There is one notably out-of-place level, though. At one point the main character will find himself trapped under the city’s streets, wandering through cavernous sewers which have been transformed into an elaborate death maze by a madman. This level takes the game from being a desperate struggle to survive and transforms it into contrived nonsense. In this section, the main character goes from fighting off zombies with an axe or scrounging for bullets to raising water levels to create a crate bridge or using a slingshot to trigger a switch that lowers a wicker elevator. The whole level feels completely at odds with the rest of the game, and stops the narrative in its tracks just before the endgame gets rolling. It’s a misstep that I can’t understand, and it comes close to crippling the whole experience.

However, even with that huge misstep, Deadlight is still a success. It’s as grueling and intense as dour puzzle-platformers come, and thanks to its striking visuals and deliberate pacing, it proves an interesting and unique take on the overstuffed ‘zombpocalypse’ genre. With its tight gameplay, (mostly) great level design, and troubling vision of America in collapse, Deadlight deserves to be recognized as a standout in the genre.Rating: 7.5 out of 10


Disclosures: This game is developed by Tequillaworks and published by Deep Silver.

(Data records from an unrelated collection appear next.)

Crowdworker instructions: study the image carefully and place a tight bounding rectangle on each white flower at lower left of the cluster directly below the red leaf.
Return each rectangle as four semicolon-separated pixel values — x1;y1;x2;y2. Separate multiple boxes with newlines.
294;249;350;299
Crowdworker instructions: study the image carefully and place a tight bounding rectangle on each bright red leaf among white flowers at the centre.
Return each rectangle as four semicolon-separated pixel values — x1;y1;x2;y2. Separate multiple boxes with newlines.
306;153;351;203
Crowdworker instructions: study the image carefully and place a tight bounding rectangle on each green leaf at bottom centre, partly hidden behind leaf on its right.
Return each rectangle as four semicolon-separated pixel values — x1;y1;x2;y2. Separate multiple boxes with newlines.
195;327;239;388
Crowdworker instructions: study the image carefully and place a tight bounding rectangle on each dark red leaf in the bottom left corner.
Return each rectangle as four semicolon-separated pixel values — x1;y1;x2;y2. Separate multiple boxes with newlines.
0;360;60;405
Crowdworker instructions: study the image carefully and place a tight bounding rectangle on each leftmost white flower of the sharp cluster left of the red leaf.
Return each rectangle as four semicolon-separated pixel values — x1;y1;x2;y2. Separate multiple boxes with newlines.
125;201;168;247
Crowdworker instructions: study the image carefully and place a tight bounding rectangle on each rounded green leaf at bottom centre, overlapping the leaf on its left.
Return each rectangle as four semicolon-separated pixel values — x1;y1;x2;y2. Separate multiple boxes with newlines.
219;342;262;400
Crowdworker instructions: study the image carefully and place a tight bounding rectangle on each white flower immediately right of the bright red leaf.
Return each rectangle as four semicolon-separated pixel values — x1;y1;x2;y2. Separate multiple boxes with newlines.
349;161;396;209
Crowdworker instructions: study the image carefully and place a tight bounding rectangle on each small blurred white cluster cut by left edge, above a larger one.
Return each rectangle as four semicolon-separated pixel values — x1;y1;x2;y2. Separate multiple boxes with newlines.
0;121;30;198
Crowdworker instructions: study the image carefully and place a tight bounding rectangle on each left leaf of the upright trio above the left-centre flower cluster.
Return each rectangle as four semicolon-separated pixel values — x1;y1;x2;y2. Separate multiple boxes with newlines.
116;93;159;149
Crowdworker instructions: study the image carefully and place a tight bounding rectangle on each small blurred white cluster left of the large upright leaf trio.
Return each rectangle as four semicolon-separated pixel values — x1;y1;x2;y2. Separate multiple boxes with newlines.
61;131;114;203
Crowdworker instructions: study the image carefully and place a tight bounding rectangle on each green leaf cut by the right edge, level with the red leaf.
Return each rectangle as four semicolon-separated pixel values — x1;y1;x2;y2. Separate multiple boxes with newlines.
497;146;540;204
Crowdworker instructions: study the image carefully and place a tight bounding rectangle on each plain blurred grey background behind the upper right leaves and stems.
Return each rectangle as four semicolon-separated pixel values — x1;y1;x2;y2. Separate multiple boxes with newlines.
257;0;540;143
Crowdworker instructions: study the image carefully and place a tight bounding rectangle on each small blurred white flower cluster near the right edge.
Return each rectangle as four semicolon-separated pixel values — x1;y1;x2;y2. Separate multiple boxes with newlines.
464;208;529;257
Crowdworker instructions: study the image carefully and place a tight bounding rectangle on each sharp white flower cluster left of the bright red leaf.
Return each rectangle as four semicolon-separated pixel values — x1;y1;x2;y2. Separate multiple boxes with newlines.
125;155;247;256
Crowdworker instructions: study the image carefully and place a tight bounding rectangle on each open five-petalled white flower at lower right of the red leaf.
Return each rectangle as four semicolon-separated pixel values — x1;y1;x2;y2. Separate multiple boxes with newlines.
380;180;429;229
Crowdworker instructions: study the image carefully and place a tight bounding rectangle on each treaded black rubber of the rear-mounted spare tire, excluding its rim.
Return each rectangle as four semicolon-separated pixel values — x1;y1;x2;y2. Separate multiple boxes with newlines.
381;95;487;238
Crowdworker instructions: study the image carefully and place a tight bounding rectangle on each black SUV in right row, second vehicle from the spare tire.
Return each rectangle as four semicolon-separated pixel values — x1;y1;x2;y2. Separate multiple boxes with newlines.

It is currently available on PS4 and XBOne. This copy of the game was obtained via publisher and reviewed on the PS4. Approximately 6 hours of play were devoted to the single-player mode, and the game was completed. There are no multiplayer modes.

Parents: According to the ESRB, this game is rated M and contains violence, blood, sexual themes, strong language . No kids anywhere near this one, please. Omnipresent death and bloody violence is the order of the day, not to mention all of the threatened rape. Also, for no clear reason, the game’s main collectible is a set of serial killer driver’s licenses. It’s odd.

Deaf & Hard of Hearing: The game has no key audio cues, so you should be able to play it without much trouble. Every now and then you’ll be alerted to the presence of zombies by the sound of them banging on a door, but there are usually visual cues to tip you off as well.

Remappable Controls: The game does not offer remappable controls.

Colorblind Modes: There are no colorblind modes available in the options.